标题: 河川含砂浓度全洪程观测与含砂浓度历线推估模式建构(2/2)
Full Runoff River Suspended Sediment Concentration Monitoring and Development of the Sediment Hydrograph Modelling (1/2)
作者: 钟志忠
Chih-Chung Chung
国立交通大学
关键字: 泥砂浓度;时域反射法;泥砂浓度历线;suspended sediment concentration;time domain reflectometry (TDR);sediment concentration hydrograph
公开日期: 2015
摘要: 台湾每逢台风豪雨河川泥砂浓度即迅速飙升,而高浊度之水流往往对下游地区之水资源利用、河道稳定、河中构造物安全与生态系统等产生严重冲击,因此瞭解台洪期间河川泥砂浓度于时间与空间之变化实为重要课题。本计画主要建立以物理概念为基础之台洪期间河川泥砂浓度历线推估架构与方法,并配合时域反射法(Time Domain Reflectometry, TDR)河川泥砂浓度观测资料以利于相关模式之建立、检定与验证。但由目前实务观测经验发现,现场感测器避免杂物干扰与落淤等限制需要克服,此外对于提供河川横断面泥砂浓度量测规划与验证仍须进一步探讨。

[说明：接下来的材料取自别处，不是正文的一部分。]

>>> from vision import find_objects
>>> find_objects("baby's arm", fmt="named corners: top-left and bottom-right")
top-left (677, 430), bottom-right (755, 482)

Due to the steep topography and week geology conditions of watershed areas in Taiwan, the amount of the suspended sediment yield is increasing during torrential rainfall events. Accessing the continuously temporal and spatial variation of suspended sediment concentration (SSC) in river is essential and urgent for the evaluation and management of the related issues. In the traditional way, the total amount of sediment in river is often estimated using the rating curve between sediment load and river flow discharge, which is based on the statistics of observed data. This approach cannot provide the continuous hydrograph of the sediment yield and delivery from watershed during the runoff, especially under the large variation of the rainfall and renovation in field. To solve the limitation, an appropriate model which consider the physical mechanism should be developed to reveal the real time SSC hyetograph or hydrograph in advance under different rainfall or other scenarios. Furthermore, this model should be calibrated and verified with the monitoring SSC data in field. However, the most existing SSC data were observed manually under low flow discharge circumstances, leading large uncertainty in high flow discharge conditions. 
A new suspended sediment concentration (SSC) measurement method based on Time Domain Reflectometry (TDR) technique had been developed since 2006 with the support from Water Resource Agency (WRA). TDR SSC method is not affected by the soil particle size or type, and it is more economical, easy to be maintained, and applicable for high SSC monitoring. The measurement accuracy is updated to 1000 ppm after the field modifications in 2012, also a TDR SSC monitoring information platform was established to provide the real time SSC data of demonstrated stations. But, some practical problems, such as interference of debris and sedimentation in the protection pipe, were still observed in the field monitoring program.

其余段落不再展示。